Wednesday, June 12, 2024

Lens Via Krauss’s Essay

                                      (amazon.com)


Recently, while attending the opening of The Weird and the Eerie at The Page Gallery in Seoul, I couldn’t help but think of Rosalind Krauss’s provocative ideas expressed in her seminal work, The Originality of the Avant-Garde and Other Modernist Myths, against the backdrop of a talented group of artists.


The artists featured in the exhibition—Eunsil Lee, Jinn Bronwen Lee, Hyunwoo Lee, and Jin Han—employ various strategies to subvert conventional notions of representation and meaning. Eunsil Lee’s use of traditional Korean painting materials and techniques to explore taboo instincts and desires resonates with Krauss’s critique of the “grid” as a modernist trope. By metaphorically representing the fragmentation of individuals and the disintegration of communities through twisted spaces, body parts, and distorted animal forms, Lee challenges the grid’s supposed neutrality and universality.


Jinn Bronwen Lee’s irregularly shaped canvases filled with dark colors and textures further disrupt the modernist grid, echoing Krauss’s notion of the “expanded field.” By embracing deviation and decomposition as a means to find balance, Lee’s paintings become vessels for accommodating and fermenting existential processes, much like Krauss’s understanding of sculpture as a medium that occupies the space between landscape and architecture.

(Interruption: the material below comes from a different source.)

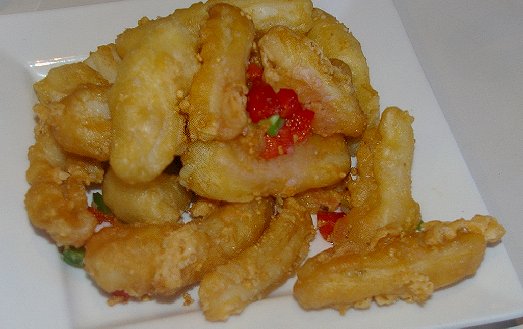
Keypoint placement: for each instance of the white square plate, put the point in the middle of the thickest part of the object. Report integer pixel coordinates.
(41, 292)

Hyunwoo Lee’s deconstruction and recombination of isolated parts of natural objects resonate with Krauss’s critique of the modernist fetishization of the medium. By eliminating conventional values and standards and horizontally positioning these elements as forms of matter, Lee challenges the notion of medium specificity and explores the essence of existence through a visual experience that redefines the perception of objects.


Finally, Jin Han’s attempt to visualize invisible states through meticulous drawings and multi-layered oil paintings evokes Krauss’s notion of the “optical unconscious.” By using unique sound waves to scan the unseen cracks and surfaces of the world, Han’s canvases, filled with roughness and smoothness, regularity and irregularity, challenge the modernist privileging of vision and invite viewers to engage with the strange and abstract as a means to access deeper truths.


Overall, The Weird and the Eerie presents an effective artistic afterword to Rosalind Krauss’s influential collection of essays. Through their unique and compelling pieces, the artists in the exhibition invite viewers to question their assumptions about art, representation, and the human condition.